志立:そもそもYahoo!は、アメリカのスタンフォード大学にいた2人が、インターネットのサイトの電話帳、羅針盤を作ろうとしたのが起源です。
検索エンジンの黎明期の考え方は、サイトを1冊の本として捉えるというものでした。ちょうど図書館の本を整理するのと同じように、同じジャンルのものは同じ場所に置くということですね。ただ、図書館で一番特徴的なのは、こういう分類というのが固定化されていることですが、Yahoo!は14のカテゴリを基本にして、その下の分類を時代やニーズに合わせて増殖させたり、削ったり、非常に動的に扱っているのです。これは図書館とは違って、非常にインターネット的だと言えますね。

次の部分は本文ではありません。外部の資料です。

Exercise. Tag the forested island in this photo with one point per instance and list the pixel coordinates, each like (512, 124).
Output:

1990年代も中頃から終盤にさしかかると、インターネット人口も、サイトの数も飛躍的に伸びてきました。もう、そうした管理方法が限界に達してきたわけです。本のたとえを使えば、本を整理するスピードよりも本が増えるスピードの方が早くなってきてしまった。じゃあどうするのか、そこで出てきたのがロボット検索というものです。今までは、サイトを1冊の本として捉えていたわけですが、そうではなく、すべての本のページ情報を集積し、ユーザーの知りたい情報が、どの本のどのページに載っているかまでガイドする必要性が出てきたのです。

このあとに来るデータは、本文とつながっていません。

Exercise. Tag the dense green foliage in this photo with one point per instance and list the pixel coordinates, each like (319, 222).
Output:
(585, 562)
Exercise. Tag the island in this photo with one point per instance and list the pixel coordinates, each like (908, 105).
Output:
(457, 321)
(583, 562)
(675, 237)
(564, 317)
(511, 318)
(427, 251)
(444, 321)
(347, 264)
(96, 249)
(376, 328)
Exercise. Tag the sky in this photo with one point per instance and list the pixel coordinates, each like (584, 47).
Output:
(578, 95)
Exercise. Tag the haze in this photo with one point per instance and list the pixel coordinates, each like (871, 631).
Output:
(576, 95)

検索される情報は2つのタイプに大別できます。まず1つは、メジャーな情報を求めている場合です。たとえば、企業名や製品名などが、検索キーワードとして1つだけ入力された場合には、たいていのユーザーは公式ページにジャンプすることを望んでいるわけです。そうではなくて、もっと欲しい情報が細かく特定できる場合は、複数のキーワードを入れるなどしてユーザーが情報を絞り込んで検索します。この場合は、ロボットによる検索が有効になってくる場合が多いでしょう。

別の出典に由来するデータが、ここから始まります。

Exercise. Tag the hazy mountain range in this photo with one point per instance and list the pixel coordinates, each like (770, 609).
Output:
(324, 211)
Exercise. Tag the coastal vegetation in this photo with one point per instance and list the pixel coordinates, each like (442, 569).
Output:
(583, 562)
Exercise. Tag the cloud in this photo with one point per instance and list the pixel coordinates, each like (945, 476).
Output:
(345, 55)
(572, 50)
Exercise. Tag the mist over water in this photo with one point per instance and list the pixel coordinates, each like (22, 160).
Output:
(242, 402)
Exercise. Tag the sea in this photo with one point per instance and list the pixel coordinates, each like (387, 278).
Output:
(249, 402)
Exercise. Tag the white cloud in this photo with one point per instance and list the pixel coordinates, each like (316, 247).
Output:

Yahoo!では、専任スタッフが実際にアクセスして内容を確認した上で有用性が高いと判断したサイトを登録するディレクトリサービスと、ロボットによる検索エンジンの両方を提供していることが特徴と言えるでしょう。求める情報によってうまく使い分けていただければと思いますが、我々もどうしたらうまく使っていただけるかということを考えて、使い方の提案も含めてサービスを改善していきたいと考えています。
検索エンジンについては、Googleさんのページ検索エンジンを利用していた時期もありますが、今年の5月末からYahoo! JAPAN独自の「YST(Yahoo! Search Technology)」を利用しています。
■「東京の天気」と検索した場合、ダイレクトに東京の天気を表示したい
志立:検索サービスはいろいろな意味でまだまだ過渡期だと考えています。不十分な点はたくさんあります。
たとえば、ごく最近対応した機能があるんですが、検索窓に「東京の天気」と入力すると、検索結果の上部に東京の天気予報が表示されるようになりました。株価も、「ヤフーの株価」や株式コードを入力するだけでダイレクトに表示されます。
どうしてこういうことをしたかと言いますと、「東京の天気」とキーワードを入力した場合、ユーザーは「東京の天気」という語句を含むページが見たいわけではなく、単刀直入に東京の今日明日の天気を知りたい場合がほとんどです。「探しているものそのもの」を出してあげる、そういう方向性になってきていると思います。明らかに検索語に対してメジャーなサイトや情報が存在するなら、そこに直接アクセスできてもいいのではないか、ということです。これを我々は「ダイレクト検索」と呼んでいます。
天気のほかにも、たとえば「Yahoo!の株価」と検索キーワードを入力した場合など、このキーワードを入力したら、ユーザーはそのキーワードを含むサイトやページのリストではなく、情報そのものがすぐ表示される方が明らかに便利、というキーワードも少なくありません。株価についても、すでに「ヤフーの株価」や株式コードの番号などを検索窓に入力すると、株価が検索結果で直接表示されるように変更しました。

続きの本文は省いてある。